“…if someone comes and proclaims another Jesus than the one we proclaimed, or if you receive a different spirit from the one you received, or a different gospel from the one you accepted, you submit to it readily enough. I think that I am not in the least inferior to these super-apostles. I may be untrained in speech, but not in knowledge; certainly in every way and in all things we have made this evident to you.
Did I commit a sin by humbling myself so that you might be exalted, because I proclaimed God’s good news to you free of charge? I robbed other churches by accepting support from them in order to serve you. And when I was with you and was in need, I did not burden anyone, for my needs were supplied by the friends who came from Macedonia. So I refrained and will continue to refrain from burdening you in any way. As the truth of Christ is in me, this boast of mine will not be silenced in the regions of Achaia. And why? Because I do not love you? God knows I do!” 2 Cor 11:4-11
“Super-Apostles” — “The very chiefest Apostles”. The word used by St. Paul for “very chiefest” is one which, in its strangeness, marks the vehemence of his emotion — the fact that there are others who suppose to be greater than Paul really irks him. So he invokes an indignant response and sense that he had been most disparagingly compared with other apostles, as though he were hardly a genuine apostle at all. As such he must state, or reckon himself to have done as much as the “above exceedingly” – or, as it might be expressed, the “out and out,” “extra-super,” or “super-apostolic,” apostles.

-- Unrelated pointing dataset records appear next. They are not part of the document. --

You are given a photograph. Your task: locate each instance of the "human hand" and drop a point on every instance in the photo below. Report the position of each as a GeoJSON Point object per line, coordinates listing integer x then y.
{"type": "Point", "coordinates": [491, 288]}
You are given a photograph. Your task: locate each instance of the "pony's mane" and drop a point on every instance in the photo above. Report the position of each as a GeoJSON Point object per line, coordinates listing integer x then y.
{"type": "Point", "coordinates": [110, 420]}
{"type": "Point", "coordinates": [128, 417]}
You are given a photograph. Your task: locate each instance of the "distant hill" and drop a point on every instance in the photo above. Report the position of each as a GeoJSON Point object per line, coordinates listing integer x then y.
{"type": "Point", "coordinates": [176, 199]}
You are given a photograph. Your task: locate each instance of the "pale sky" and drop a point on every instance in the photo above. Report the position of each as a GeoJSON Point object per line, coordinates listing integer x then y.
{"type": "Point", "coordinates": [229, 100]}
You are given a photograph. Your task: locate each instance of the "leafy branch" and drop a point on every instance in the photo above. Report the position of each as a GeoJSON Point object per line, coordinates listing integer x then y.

There is here no reflection whatever on the twelve; he merely means that, even if any with whom he was unfavorably compared were “apostles ten times over,” he can claim to be the chiefest of them all. He is not showing some sense of superiority — as if he is pretentious. There is no self-inflation here. Indeed, against whatever evil has been done against him by his detractors, St. Paul, with an utter sense of distaste, is forced to say the simple truth — his life, his teachings, his work is for his apostleship — as an Apostle for Jesus.
We should be individually gratified when we work for the Gospel of Jesus Christ.